How many times in the emergency services have we heard someone, after a disaster, say, “I never thought it would happen here?” Seven years ago today I responded with dozens of others to the Amish Nickel Mines school shooting. It couldn’t happen there! This was one of the most horrific events I have ever been to in over thirty years in the emergency services, because it was an intentional act against the most innocent of victims. “It won’t happen here,” or “It can’t happen here,” are words that should never be uttered as an excuse for any lack of preparedness.
I don’t want to talk about that day nor that event on this anniversary. What I want to make is a point, “Anything CAN happen Anywhere!” As emergency responders and Emergency Managers, we fight an uphill battle every day known as “lack of Preparedness.” Recently during a discussion with our students in our Masters of Science in Emergency Management program, we had a debate over what to tell the public? As responders, we never want to admit defeat or say that we can’t help, but are we setting our citizens up for a bigger disaster? If the citizens that we are sworn to protect have an unrealistic expectation that we, the responders (read government), are always going to be here, or there, and we will always respond no matter what the disaster in order to protect them, are we doing our citizens a great disservice?
The debate was interesting as highly educated students, some with many years in the field and some with only a few years of experience, tried to balance individual preparedness versus a duty to assist the citizens under our watch. We have all heard the seventy-two hour rule. Each person is to have the necessary supplies and a disaster kit to fend for themselves for the first seventy-two hours after a disaster. This will give each citizen a plan of preparedness while the responders are doing their best to get to them after a disaster. Remember, statistically the number of responders is declining, yet the number of events is increasing. Think about some of the major events that have occurred in the past few years: major hurricanes, tornadoes, flooding, wild fires, landslides and earthquakes, not to mention the horrific man-made events.
Every citizen needs to have a sustainment and resiliency plan. Every citizen needs to have a disaster kit with basic supplies. These kits are easy to put together, go to Ready.gov or Millersville.edu/cdre for samples of what a kit needs. So, if it is so easy, why doesn’t everyone have a kit? The citizens are reliant on us, the emergency managers and responders! As we discussed at great length, more and more citizens are leaving their disaster preparedness to government. We continue to send out the message that we are all things to all people, we are “all-hazards” responders, and we probably really can do all types of disaster response and recovery. However, as our resources continue to diminish and our disasters keep coming, we need to do a better job with our community preparedness, our “Whole Community” approach.

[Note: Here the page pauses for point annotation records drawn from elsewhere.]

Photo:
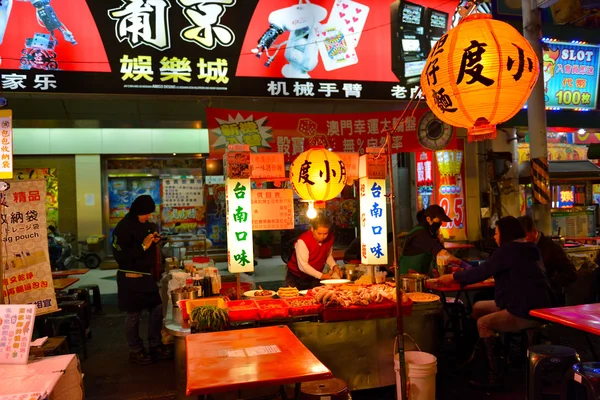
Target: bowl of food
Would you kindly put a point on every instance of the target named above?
(185, 293)
(335, 282)
(260, 294)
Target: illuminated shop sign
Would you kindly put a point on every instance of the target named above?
(273, 48)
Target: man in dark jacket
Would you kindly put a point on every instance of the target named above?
(134, 249)
(559, 269)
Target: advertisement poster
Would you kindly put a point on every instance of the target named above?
(27, 273)
(292, 134)
(450, 172)
(260, 48)
(571, 75)
(123, 191)
(272, 209)
(50, 175)
(556, 152)
(16, 328)
(216, 223)
(424, 179)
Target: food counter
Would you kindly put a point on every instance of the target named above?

The story does not end here with a plea for better communications by emergency managers, because I am not sure we have decided yet what that message should be to the public. Our class clearly pointed out that our elected officials want the citizens to know we are on the job and ready for anything. We will continue to discuss and debate what the right message is for our citizens, but one thing we know we have to do is a better job of communicating and preparing our most vulnerable populations.
Vulnerable populations are disproportionately affected in any disaster. They have less ability to prepare, and a more difficult time of recovering. If a citizen can barely pay rent or put food on the table, how will they make a disaster kit. If we continue to put out our message through mainstream media, and our vulnerable populations don’t get their information from the mainstream media, how are we helping to prepare them for disasters?
We don’t have the answers yet, and we will continue to research to solve these problems, but the one thing we know for sure, the more citizens we can get to be actively involved in preparing and to assist themselves and their neighbors, the better our system will be and the better the outcome for all of us.